The roads in Tudor England were thronged with a variety of dangers. When the Wars of the Roses ended with the accession of Henry VII and his marriage to Elizabeth of York, private armies were more or less abolished. This led to highly trained men discharged from service with nothing but their clothes and weapons, turning to vagabondage or violent robbery. When Henry VIII dissolved the monasteries, most of the monks were given pensions. Not so the staff such as cooks, gardeners, laundry people etc. Most of them had no option but to become vagrants. At that time, the wool trade to Europe was in full swing, the demand for English wool was voracious. This made landlords turn whole swathes of land to grass and farm sheep. Result? Many more people out of work. One shepherd to look after a flock of sheep was all that was needed. Other workers were turned out of their homes and jobs and left to fend for themselves. Then there were the gypsies, who, most people believed, were descended from the Ancient Egyptians. Thomas Cromwell, Henry VIII’s main bully-boy, issued instructions that all gypsies were to be rounded up and deported, even if they produced paperwork saying they were legally in England. If they refused, then they were to be summarily executed.

The state of the highways in Tudor England was dire. In winter they were almost impassable with mud and snow and in summer the depth of the rutted surfaces were a danger to both horses and men. Most of the countryside was still covered in thick woodland, an ideal spot for footpads to lurk and prey on those who could not afford an escort or could not join a group of travellers. There is a delightful story about Gamaliel Ratsey, a celebrated highwayman, who waylaid a preacher and demanded from him a sermon. The parson chose charity to the poor as his topic and so moved Ratsey that he became something of a Robin Hood character, stealing from the rich and giving to the poor. With ostlers and tavern staff giving information to the robbers about who was travelling and what they carried, few were safe.

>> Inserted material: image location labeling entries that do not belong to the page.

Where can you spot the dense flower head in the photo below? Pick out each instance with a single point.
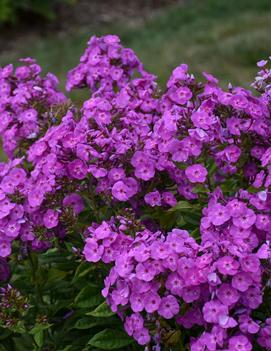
(26, 104)
(154, 275)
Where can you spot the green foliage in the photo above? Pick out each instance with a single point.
(66, 309)
(11, 10)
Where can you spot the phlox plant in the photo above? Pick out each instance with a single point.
(140, 220)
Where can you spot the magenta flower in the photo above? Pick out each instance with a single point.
(218, 214)
(227, 295)
(227, 265)
(241, 281)
(145, 271)
(169, 307)
(92, 251)
(5, 248)
(153, 198)
(77, 169)
(212, 310)
(75, 201)
(239, 343)
(151, 301)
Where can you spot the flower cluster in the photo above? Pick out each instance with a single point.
(25, 102)
(131, 153)
(105, 65)
(12, 307)
(221, 280)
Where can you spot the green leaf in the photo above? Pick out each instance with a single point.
(101, 311)
(89, 296)
(83, 269)
(90, 322)
(38, 337)
(39, 327)
(109, 339)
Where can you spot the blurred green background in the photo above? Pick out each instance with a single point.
(224, 37)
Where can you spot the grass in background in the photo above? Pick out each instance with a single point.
(224, 37)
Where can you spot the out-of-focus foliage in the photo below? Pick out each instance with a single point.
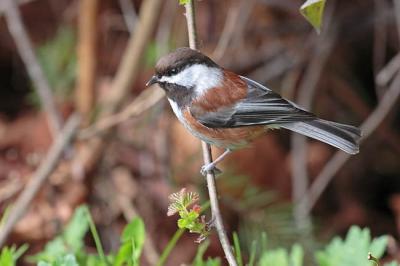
(59, 63)
(68, 249)
(353, 250)
(10, 255)
(313, 11)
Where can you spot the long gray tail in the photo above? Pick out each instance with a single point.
(341, 136)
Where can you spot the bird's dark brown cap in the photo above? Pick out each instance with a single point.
(181, 58)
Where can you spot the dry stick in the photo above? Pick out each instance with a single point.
(130, 65)
(128, 13)
(339, 159)
(87, 56)
(207, 157)
(45, 169)
(25, 49)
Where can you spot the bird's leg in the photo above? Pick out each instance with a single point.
(211, 166)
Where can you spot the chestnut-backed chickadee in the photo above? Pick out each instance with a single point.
(228, 110)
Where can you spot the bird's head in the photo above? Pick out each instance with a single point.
(186, 72)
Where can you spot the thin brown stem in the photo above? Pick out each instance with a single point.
(27, 53)
(339, 159)
(87, 56)
(207, 157)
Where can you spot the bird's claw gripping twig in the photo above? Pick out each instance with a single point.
(209, 168)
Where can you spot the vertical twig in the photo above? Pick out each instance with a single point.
(212, 191)
(388, 100)
(299, 144)
(26, 51)
(129, 14)
(87, 56)
(45, 169)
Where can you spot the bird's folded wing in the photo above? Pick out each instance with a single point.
(261, 106)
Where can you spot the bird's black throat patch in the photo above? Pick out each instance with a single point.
(181, 95)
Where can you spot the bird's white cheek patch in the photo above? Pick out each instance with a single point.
(200, 77)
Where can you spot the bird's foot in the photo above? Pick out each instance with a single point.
(211, 223)
(207, 168)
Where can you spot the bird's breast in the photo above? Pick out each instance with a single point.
(232, 138)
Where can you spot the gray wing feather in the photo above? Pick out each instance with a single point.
(265, 107)
(262, 106)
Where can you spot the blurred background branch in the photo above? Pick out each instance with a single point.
(26, 51)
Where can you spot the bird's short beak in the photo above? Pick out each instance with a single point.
(152, 81)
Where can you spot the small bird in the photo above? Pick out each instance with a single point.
(229, 111)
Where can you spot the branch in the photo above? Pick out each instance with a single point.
(26, 51)
(339, 159)
(84, 94)
(90, 152)
(299, 143)
(36, 181)
(207, 157)
(128, 13)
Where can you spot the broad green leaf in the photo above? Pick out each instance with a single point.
(313, 11)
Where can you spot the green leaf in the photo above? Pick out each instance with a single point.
(124, 254)
(6, 257)
(67, 260)
(76, 230)
(296, 255)
(274, 258)
(69, 242)
(353, 250)
(313, 11)
(134, 234)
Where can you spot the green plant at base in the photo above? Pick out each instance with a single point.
(10, 255)
(353, 250)
(189, 218)
(313, 11)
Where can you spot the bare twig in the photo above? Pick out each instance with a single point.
(129, 14)
(87, 56)
(380, 41)
(207, 157)
(130, 65)
(45, 169)
(389, 71)
(299, 142)
(90, 152)
(339, 159)
(237, 15)
(25, 49)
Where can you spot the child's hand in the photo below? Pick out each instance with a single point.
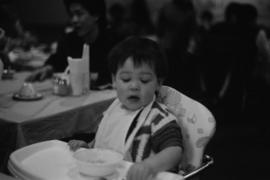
(76, 144)
(140, 171)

All in all, travel was not to be undertaken by those of a nervous disposition. Will Luke be safe?


  1. A fascinating glimpse of Tudor England, as ever. There is so much scope here to work with. Keep unravelling it.

  2. Interesting stuff, Avril. I love to learn these sort of details about our ancient land. Keep informing us, please.

  3. So fascinating - you are like a one stop history lesson!